Saeed Ghasemi’s remarks in particular  served as a warning to Mahmoud Ahmadinejad not to haul his supporters into the streets. Ahmadinejad is unlikely to have the will or determination to do so in any event, but the supporters of the Supreme Leader may see in him the greatest likelihood of rebellion.

Military commanders and those close to the Revolutionary Guards, on the other hand, have remained silent. The IRGC revealed some of its internal differences during the early electoral campaign and vetting by the Guardian Council. Aside from the power struggle between Mohammad Ali Jafari and Hossein Salami, two and current IRGC commanders, many in the ranks fear that based on recent behavior, the Guards’ own brigadier general Saeed Mohammad has the potential to become another Ahmadinejad.

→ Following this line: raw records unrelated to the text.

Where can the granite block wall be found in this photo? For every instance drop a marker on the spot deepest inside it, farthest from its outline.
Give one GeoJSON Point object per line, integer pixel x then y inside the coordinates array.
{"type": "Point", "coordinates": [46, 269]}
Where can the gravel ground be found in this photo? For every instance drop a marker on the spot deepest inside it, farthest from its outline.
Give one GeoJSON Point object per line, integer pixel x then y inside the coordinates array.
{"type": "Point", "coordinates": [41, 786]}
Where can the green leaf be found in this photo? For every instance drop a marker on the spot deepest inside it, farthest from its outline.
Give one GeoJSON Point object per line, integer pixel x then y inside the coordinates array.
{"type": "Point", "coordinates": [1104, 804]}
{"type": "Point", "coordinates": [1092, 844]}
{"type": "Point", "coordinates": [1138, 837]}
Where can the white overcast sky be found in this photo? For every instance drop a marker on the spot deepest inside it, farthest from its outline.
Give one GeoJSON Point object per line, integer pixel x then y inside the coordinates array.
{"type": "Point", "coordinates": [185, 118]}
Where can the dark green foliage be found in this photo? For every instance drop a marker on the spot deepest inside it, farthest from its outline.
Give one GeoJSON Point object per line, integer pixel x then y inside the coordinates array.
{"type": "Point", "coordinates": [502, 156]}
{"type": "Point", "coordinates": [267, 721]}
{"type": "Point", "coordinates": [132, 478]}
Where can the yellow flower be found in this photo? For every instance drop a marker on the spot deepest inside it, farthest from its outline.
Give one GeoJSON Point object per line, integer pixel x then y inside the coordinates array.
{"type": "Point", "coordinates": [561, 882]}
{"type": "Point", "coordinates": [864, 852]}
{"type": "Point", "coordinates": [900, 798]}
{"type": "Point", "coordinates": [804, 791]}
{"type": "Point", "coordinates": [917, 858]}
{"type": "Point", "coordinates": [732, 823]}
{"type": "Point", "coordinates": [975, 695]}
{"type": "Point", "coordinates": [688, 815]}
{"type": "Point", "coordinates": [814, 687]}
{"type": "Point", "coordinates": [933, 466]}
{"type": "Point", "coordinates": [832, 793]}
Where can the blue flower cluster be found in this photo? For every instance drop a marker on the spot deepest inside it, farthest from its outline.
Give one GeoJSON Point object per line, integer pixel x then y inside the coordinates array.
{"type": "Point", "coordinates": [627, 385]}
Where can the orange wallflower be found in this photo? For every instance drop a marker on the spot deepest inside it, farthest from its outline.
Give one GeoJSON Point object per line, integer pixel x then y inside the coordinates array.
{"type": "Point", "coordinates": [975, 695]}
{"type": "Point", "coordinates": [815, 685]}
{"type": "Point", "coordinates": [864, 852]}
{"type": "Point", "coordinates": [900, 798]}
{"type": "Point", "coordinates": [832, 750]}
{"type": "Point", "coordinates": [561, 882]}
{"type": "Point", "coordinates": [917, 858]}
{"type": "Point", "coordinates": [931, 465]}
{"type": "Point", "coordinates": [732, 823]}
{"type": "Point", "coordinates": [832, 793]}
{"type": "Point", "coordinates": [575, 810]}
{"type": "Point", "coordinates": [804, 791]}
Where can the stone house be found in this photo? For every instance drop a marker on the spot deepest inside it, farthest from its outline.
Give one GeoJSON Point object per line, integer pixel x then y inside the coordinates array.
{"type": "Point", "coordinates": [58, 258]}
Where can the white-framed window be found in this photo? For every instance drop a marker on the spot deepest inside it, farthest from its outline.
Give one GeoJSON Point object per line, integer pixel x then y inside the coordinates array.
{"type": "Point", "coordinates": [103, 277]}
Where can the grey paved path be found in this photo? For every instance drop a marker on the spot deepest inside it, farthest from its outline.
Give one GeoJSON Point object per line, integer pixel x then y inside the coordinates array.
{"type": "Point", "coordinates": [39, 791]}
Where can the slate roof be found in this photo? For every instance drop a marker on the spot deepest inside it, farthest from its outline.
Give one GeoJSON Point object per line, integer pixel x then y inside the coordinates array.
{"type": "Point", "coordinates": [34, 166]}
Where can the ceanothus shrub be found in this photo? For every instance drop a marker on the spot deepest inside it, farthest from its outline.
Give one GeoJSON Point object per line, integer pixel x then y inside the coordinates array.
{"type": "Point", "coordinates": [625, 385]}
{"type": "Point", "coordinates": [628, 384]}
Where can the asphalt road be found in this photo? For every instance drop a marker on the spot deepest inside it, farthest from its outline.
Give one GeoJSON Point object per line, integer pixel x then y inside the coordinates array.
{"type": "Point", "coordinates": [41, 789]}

Ebrahim Raeesi’s candidacy has put an end to these disputes for the time being. With the closing-off of the presidential race to serious competitors, Ayatollah Khamenei has copied his approach to foreign policy in domestic politics by laying out his intentions upfront, instead of clashing with disillusioned elements later.

A nosedive in participation is likely to be one unwanted outcome. But Khamenei’s entourage do not seem to worried about this either, with all eyes on negotiations with the West over the JCPOA and regional policies instead of the internal political weather. The root of the people’s dissatisfaction, it is assumed, is economic problems and little else.

Boorish conservative MP Ali Motahari has also hit back against early dissenters: “Right now,” he said, “some believe that we are transforming from an Islamic Republic to an Islamic government, and that this widespread disqualification has taken place for this reason. Some within the government are seriously seeking Islamic rule because they consider the people’s vote to be decorative.”

He added that the unification of ruling powers “might even be in the interest of the country”, because a mixed or more reformist-leaning parliament would face pressure from the unelected institutions under the Supreme Leader.

In this way, some Iranian political figures see the exclusion of all the main assumed 2021 challengers as the starting point for a larger project: one that could, in time, even lead to alterations to the Constitution or Iran’s decision-making structures. This, though, is also likely to compel popular unrest, especially if the outcomes are not favorable enough to the people.

The question remains as to whether any government under Ebrahim Raeesi will be able to quell the rising tide of dissatisfaction. Tubthumping speeches and handing out money, as in the Ahmadinejad era, is not likely to suffice anymore. But Khamenei and his entourage still seem convinced that the Iranian people will, in the end, accept a monopoly of power.